Fruits Rouges

La politique africaine du gouvernement Hollande par Pierre Banzet

La politique africaine

du gouvernement Hollande

par Pierre Banzet

Nous avons réunis ici 4 articles publiés entre le 16 et le 30 avril 2013. FR

1/4 Affaires Laurent Bigot et Christian Rouyer

Ainsi, il se sera passé peu de temps entre la mise au placard de Laurent Bigot et le limogeage de Christian Rouyer.

Compte tenu des bonnes relations que l’ex-ambassadeur de France, Christian Rouyer entretenait avec le Président par intérim Diouncounda Traoré, son limogeage qui, à première vue, peut sembler surprenant, acquiert sa légitimation au regard de l’analyse développée pour ce qu’il avait été convenu d’appeler « l’affaire Laurent Bigot », à savoir, la mise au pas des fonctionnaires du Ministère des Affaires étrangères et leur remplacement par des personnalités proches ou issues de l’armée française.

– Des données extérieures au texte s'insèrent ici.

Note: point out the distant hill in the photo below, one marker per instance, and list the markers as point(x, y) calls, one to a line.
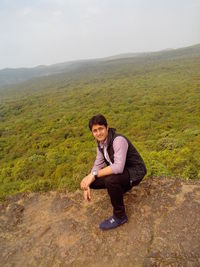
point(10, 76)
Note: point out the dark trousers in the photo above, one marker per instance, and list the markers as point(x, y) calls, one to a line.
point(117, 185)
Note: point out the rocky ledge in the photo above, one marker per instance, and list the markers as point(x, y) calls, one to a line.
point(61, 229)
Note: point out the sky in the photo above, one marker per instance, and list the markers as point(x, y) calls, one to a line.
point(44, 32)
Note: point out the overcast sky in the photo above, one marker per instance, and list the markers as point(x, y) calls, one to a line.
point(37, 32)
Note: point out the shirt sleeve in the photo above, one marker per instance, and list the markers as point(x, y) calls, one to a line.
point(99, 162)
point(120, 147)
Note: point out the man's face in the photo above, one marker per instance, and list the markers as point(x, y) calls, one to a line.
point(100, 132)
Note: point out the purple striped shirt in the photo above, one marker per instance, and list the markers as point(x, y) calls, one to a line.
point(120, 147)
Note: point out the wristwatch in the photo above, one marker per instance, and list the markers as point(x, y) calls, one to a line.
point(95, 173)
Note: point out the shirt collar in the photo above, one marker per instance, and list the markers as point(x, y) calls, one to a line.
point(104, 143)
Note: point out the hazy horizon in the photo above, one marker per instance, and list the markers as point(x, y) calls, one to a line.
point(46, 32)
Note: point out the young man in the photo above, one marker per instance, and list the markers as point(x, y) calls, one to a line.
point(124, 169)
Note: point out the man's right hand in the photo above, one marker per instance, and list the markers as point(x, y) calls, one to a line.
point(86, 194)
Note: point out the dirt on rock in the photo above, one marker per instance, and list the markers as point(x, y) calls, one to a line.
point(61, 229)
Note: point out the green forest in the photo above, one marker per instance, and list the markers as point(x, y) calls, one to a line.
point(154, 100)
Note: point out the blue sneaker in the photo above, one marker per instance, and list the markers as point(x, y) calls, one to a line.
point(113, 222)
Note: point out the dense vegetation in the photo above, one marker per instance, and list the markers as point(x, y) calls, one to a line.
point(45, 142)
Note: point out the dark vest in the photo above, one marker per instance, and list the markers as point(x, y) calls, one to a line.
point(134, 162)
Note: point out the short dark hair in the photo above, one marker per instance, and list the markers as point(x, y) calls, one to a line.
point(97, 119)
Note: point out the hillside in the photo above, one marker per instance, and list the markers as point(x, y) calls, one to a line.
point(13, 76)
point(60, 229)
point(153, 99)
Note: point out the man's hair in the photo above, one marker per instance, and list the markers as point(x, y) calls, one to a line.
point(97, 119)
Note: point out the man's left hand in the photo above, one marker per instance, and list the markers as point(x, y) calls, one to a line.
point(87, 180)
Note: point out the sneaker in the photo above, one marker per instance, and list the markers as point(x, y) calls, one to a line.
point(113, 222)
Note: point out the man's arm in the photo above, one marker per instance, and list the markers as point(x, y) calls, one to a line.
point(120, 147)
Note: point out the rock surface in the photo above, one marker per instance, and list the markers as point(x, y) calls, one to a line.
point(61, 229)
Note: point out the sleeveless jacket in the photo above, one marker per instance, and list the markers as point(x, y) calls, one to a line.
point(134, 162)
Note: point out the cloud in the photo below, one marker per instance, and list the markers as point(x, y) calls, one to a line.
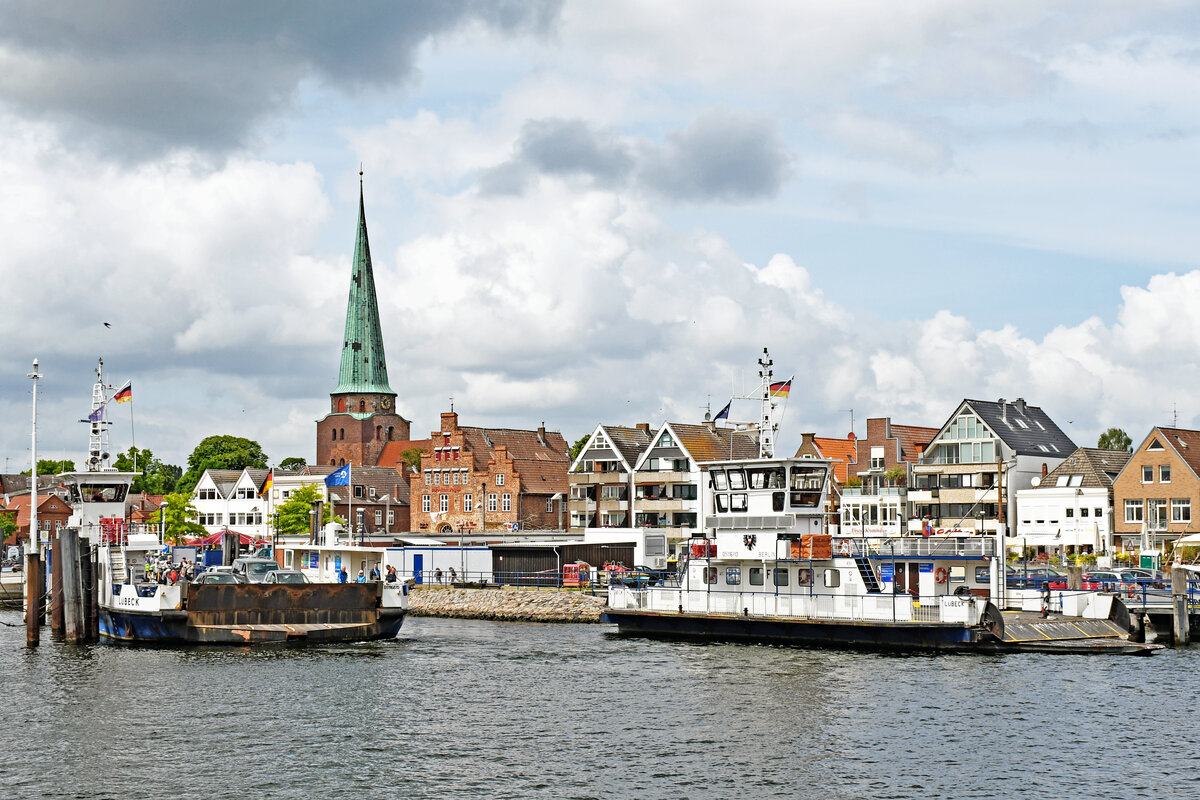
point(720, 157)
point(145, 78)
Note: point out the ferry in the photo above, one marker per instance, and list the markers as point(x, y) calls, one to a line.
point(767, 567)
point(137, 611)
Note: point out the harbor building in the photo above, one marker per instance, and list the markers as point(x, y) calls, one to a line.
point(363, 415)
point(475, 479)
point(1071, 509)
point(966, 481)
point(1156, 492)
point(883, 462)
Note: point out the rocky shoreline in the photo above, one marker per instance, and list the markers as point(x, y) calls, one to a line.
point(507, 605)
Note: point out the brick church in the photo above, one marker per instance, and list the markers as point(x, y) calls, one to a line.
point(363, 416)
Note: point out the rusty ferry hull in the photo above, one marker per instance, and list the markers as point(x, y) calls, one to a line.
point(258, 614)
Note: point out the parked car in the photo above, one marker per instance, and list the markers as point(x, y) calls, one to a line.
point(286, 576)
point(213, 577)
point(253, 570)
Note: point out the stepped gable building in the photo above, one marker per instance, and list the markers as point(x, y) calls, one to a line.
point(489, 479)
point(363, 416)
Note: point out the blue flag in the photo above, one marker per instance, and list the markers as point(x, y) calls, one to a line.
point(340, 476)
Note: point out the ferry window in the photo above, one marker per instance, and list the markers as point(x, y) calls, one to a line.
point(766, 479)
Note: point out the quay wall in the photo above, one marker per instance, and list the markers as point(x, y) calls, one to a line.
point(507, 605)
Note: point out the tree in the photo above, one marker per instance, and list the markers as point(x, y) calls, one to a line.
point(179, 515)
point(574, 452)
point(412, 456)
point(1115, 439)
point(221, 452)
point(293, 513)
point(156, 477)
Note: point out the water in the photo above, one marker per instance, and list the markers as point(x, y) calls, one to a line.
point(474, 709)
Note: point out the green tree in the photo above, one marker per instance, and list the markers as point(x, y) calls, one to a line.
point(293, 513)
point(155, 477)
point(1115, 439)
point(221, 452)
point(7, 525)
point(574, 452)
point(47, 467)
point(179, 515)
point(412, 456)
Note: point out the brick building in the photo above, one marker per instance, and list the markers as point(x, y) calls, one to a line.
point(363, 416)
point(1158, 489)
point(484, 479)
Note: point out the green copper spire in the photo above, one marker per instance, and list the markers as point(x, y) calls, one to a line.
point(364, 365)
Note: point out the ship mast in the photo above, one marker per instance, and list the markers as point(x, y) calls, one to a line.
point(767, 425)
point(97, 434)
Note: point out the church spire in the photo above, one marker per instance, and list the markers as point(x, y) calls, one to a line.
point(364, 365)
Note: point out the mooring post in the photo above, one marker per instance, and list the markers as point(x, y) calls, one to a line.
point(1182, 621)
point(55, 584)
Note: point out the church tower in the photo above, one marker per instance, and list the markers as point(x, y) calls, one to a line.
point(363, 408)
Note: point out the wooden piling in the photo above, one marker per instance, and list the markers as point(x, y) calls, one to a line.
point(1180, 618)
point(33, 599)
point(55, 584)
point(72, 601)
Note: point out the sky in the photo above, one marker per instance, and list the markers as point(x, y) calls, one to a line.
point(588, 212)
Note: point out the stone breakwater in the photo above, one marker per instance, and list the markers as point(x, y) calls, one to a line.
point(508, 605)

Sur le site internet malien d’information Maliweb, un article signé de B.S. Diarra daté du 1er avril 2013, attribue la mise à l’écart de Laurent Bigot et de Christian Rouyer à la réprobation de leur relation et de leur soutien à Ibrahim Boubacar Keïta, dit IBK, candidat malheureux des élections présidentielles face au président ATT.

Il est, certes, intéressant de prendre note de cette information sans pour autant surévaluer son importance. Cela ne fait que révéler la persistance de mécanismes relationnels liés à la politique de la Françafrique et, en l’occurrence, le changement d’alliances qui se produit entre les réseaux de Droite, liés à l’UMP et les réseaux dits de Gauche liés au PS. Laurent Fabius et François Hollande s’appuieraient dans ce cas sur les réseaux liés à l’Internationale Socialiste. Il sera aisé de vérifier la validité de ces informations assez rapidement, mais il n’en demeure pas moins que cela ne concerne qu’une politique de court terme dont il convient de relativiser l’importance.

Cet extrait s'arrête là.